GoteNoSente answers Lying to chess players for alignment

GoteNoSente 26 Oct 2023 12:10 UTC
2 points
0
I could be interested in trying this, in any configuration. Preferred time control would be one move per day. My lichess rating is about 2200.

Are the advisors allowed computer assistance, do the dishonest and the honest advisor know who is who in this experiment, and are the advisors allowed to coordinate? I think those parameters would make a large difference potentially in outcome for this type of experiment.
- Zane 26 Oct 2023 14:10 UTC
  1 point
  0
  Parent
  No computers, because the advisors should be reporting their own reasoning (or, ²⁄₃ of the time, a lie that they claim is their own reasoning.) I would prefer to avoid explicit coordination between the advisors, because the AIs might not have access to each other in the real world, but I’m not sure at the moment whether player A can show the advisors each other’s suggestions and ask for critiques. I would prefer not to give either dishonest advisor information on who the other two were, since the real-world AIs probably can’t read each other’s source code.
  - GoteNoSente 27 Oct 2023 23:00 UTC
    5 points
    4
    Parent
    As an additional thought regarding computers, it seems to me that participant B could be replaced by a weak computer in order to provide a consistent experimental setting. For instance, Leela Zero running just the current T2 network (no look-ahead) would provide an opponent that is probably at master-level strength and should easily be able to crush most human opponents who are playing unassisted, but would provide a perfectly reproducible and beatable opponent.
    - Zane 27 Oct 2023 23:41 UTC
      1 point
      0
      Parent
      [facepalms] Thanks! That idea did not occur to me and drastically simplifies all of the complicated logistics I was previously having trouble with.

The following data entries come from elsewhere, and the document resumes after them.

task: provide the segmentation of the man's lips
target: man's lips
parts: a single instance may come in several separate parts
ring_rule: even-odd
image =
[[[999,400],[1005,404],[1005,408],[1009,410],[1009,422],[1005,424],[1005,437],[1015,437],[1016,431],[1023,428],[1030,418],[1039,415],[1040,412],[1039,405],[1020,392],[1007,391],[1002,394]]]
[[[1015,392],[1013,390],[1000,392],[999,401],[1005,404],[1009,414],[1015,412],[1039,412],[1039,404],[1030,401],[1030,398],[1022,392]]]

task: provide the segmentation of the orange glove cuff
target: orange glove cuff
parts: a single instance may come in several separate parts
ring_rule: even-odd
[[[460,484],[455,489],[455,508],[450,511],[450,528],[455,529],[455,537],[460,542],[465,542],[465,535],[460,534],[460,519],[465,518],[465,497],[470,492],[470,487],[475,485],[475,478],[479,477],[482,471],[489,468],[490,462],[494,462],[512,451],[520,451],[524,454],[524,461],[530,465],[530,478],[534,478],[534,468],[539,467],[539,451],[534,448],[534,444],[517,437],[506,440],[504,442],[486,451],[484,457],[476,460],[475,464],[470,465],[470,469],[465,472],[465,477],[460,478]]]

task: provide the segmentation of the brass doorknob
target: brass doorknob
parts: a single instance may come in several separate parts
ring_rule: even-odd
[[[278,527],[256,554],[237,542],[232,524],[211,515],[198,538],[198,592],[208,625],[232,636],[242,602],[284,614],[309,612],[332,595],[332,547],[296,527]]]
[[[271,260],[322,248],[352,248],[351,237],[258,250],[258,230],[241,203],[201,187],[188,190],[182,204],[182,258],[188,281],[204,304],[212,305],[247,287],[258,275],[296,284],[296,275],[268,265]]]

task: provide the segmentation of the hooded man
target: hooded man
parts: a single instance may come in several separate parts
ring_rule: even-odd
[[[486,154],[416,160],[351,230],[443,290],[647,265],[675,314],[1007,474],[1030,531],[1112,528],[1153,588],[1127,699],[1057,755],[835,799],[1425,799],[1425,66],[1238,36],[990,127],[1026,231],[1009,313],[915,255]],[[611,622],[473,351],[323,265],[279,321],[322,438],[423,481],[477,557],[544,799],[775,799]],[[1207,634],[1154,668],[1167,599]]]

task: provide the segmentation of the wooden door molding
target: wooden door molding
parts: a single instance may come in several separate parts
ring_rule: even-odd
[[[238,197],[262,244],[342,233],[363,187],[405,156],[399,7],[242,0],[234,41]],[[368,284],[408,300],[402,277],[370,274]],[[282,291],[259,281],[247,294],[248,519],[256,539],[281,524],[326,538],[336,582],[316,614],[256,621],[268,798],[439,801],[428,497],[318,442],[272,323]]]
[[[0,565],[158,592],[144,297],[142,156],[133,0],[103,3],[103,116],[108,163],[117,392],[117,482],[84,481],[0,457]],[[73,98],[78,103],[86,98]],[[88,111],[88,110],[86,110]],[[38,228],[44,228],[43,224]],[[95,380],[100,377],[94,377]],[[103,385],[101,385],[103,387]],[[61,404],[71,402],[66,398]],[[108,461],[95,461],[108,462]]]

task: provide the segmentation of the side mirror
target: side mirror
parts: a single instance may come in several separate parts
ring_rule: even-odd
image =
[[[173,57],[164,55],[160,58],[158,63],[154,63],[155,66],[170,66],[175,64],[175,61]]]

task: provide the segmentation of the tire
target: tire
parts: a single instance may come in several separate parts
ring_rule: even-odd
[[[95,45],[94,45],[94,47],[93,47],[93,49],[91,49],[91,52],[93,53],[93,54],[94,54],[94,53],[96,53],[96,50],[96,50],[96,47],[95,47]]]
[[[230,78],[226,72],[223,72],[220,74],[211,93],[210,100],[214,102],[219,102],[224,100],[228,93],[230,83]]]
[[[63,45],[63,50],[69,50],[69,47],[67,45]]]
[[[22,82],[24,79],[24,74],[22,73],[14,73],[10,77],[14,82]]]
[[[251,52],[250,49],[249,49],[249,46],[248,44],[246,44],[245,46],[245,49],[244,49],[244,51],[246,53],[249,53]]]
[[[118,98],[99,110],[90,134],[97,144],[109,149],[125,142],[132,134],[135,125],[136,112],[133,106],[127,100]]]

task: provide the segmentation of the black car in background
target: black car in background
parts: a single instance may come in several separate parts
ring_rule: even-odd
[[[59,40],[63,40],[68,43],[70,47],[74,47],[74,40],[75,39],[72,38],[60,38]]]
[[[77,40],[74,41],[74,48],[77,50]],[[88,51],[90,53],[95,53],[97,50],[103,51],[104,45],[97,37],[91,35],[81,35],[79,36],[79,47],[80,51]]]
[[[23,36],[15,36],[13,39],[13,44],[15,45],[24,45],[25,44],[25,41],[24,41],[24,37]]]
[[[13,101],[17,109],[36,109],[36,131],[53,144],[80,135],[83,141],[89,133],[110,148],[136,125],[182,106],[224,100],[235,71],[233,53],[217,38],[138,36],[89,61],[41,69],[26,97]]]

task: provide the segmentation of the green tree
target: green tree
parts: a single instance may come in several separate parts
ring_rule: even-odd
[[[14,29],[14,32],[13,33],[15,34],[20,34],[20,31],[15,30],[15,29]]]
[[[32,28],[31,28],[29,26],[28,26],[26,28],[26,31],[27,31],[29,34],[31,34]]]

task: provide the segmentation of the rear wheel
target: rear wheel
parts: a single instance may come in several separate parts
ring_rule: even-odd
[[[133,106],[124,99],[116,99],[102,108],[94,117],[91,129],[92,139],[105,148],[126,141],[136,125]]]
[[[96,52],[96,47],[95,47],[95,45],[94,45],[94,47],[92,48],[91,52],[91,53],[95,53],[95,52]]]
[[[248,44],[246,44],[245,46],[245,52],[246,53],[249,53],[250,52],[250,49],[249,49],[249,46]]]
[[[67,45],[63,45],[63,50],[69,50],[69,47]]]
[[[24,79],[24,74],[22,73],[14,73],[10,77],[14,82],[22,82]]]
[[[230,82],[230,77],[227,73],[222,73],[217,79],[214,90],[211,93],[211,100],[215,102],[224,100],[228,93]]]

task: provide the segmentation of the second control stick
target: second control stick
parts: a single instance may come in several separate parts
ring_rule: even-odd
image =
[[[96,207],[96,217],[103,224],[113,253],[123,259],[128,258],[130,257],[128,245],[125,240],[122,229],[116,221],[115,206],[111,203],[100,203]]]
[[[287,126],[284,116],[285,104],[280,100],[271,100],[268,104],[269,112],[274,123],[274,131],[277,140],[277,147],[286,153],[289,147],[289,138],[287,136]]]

  - GoteNoSente 27 Oct 2023 22:53 UTC
    1 point
    0
    Parent
    I think having access to computer analysis would allow the advisors (both honest and malicious) to provide analysis far better than their normal level of play, and allow the malicious advisors in particular to set very deep traps. The honest advisor, on the other hand, could use the computer analysis to find convincing refutations of any traps the dishonest advisors are likely to set, so I am not sure whether the task of the malicious side becomes harder or easier in that setup. I don’t think reporting reasoning is much of a problem here, as a centaur (a chess player consulting an engine) can most certainly give reasons for their moves (even though sometimes they won’t understand their own advice and be wrong about why their suggested move is good).
    
    It does make the setup more akin to working with a superintelligence than working with an AGI, though, as the gulf between engine analysis and the analysis that most/all humans can do unassisted is vast.
    - Zane 27 Oct 2023 23:46 UTC
      1 point
      0
      Parent
      The problem is that while the human can give some rationalizations as to “ah, this is probably why the computer says it’s the best move,” it’s not the original reasoning that generated those moves as the best option, because that took place inside the engine. Some of the time, looking ahead with computer analysis is enough to reproduce the original reasoning—particularly when it comes to tactics—but sometimes they would just have to guess.